US Attorney General Michael Mukasey held talks with Turkish officials here Friday on joint measures to combat Kurdish rebels and the al Qaeda extremist network. Turkish-US cooperation against the separatist Kurdistan Workers' Party (PKK), whose militants take refuge in northern Iraq, "has been active and successful and it continues," Mukasey told reporters.
The United States is supplying Nato ally Turkey with intelligence on PKK movements, which the Turkish army has used in five air strikes since December 16 on rebel positions in the mountains of northern Iraq. Mukasey would not elaborate on media reports that his talks focused on the possible capture and handover to Turkey of PKK commanders. Ankara and Washington, like much of the international community, list the PKK, which has waged a bloody 23-year campaign for Kurdish self-rule in south-east Turkey, as a terrorist organisation.
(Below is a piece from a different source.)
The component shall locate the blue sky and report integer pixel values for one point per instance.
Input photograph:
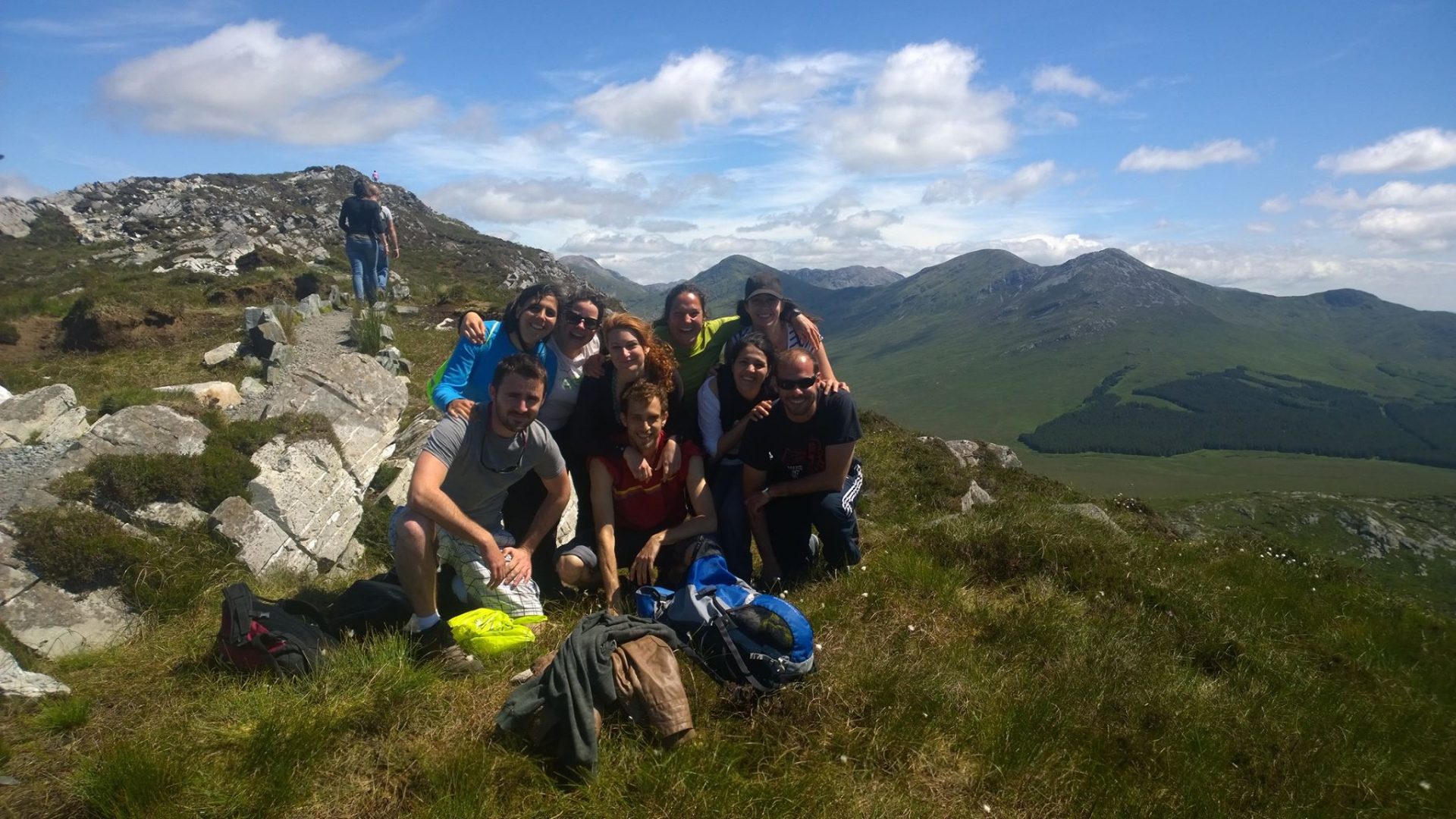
(1283, 148)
Mukasey said he also discussed measures against al Qaeda, which has stepped up activities in Turkey in recent years. "Our two countries can expand our collaboration on this and other judicial and law enforcement matters," he said.
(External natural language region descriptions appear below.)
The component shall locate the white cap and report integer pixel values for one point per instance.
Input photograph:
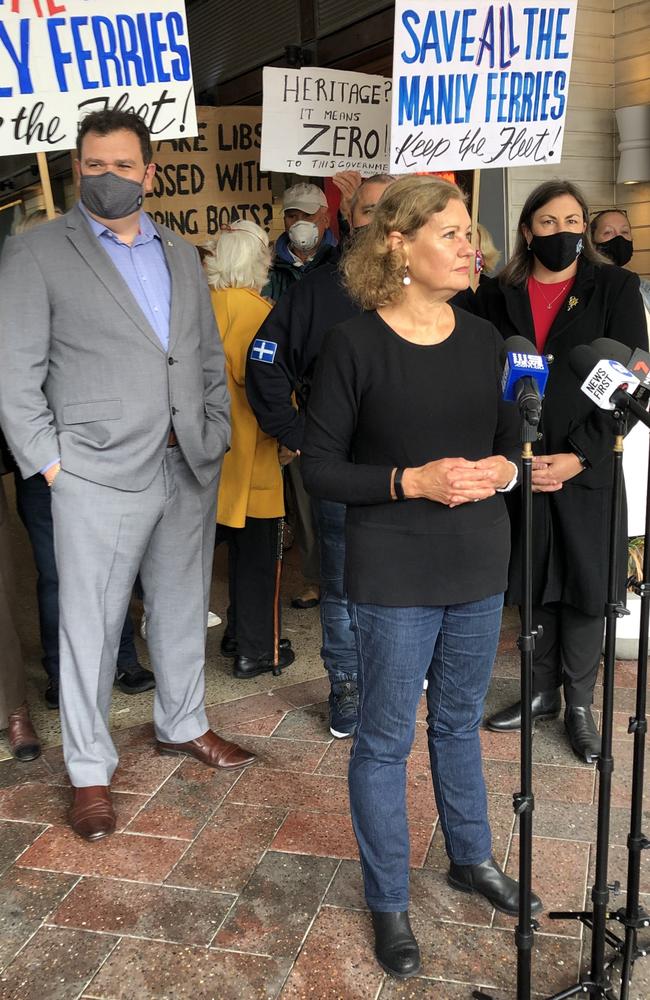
(307, 198)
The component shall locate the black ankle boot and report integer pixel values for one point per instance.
(487, 879)
(582, 733)
(395, 946)
(545, 705)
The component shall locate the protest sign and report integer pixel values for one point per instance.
(320, 121)
(480, 84)
(208, 181)
(60, 60)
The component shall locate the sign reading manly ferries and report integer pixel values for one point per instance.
(319, 121)
(479, 84)
(60, 59)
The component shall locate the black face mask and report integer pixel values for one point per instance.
(619, 250)
(557, 251)
(109, 196)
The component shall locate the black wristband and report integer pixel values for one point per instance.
(397, 484)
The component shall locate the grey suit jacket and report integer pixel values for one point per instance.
(84, 376)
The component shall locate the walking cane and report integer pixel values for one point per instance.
(277, 670)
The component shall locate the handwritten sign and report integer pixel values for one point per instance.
(319, 121)
(480, 84)
(208, 181)
(60, 60)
Last month, police raided 18 locations in southeast Turkey on intelligence that a local al Qaeda cell was planning car bomb attacks. Four suspected militants and a policeman were killed in a gunbattle and 17 suspects were arrested. Al Qaeda was blamed for four truck bombs that hit two synagogues, the British consulate and a British bank in Istanbul in November 2003, killing 63 people.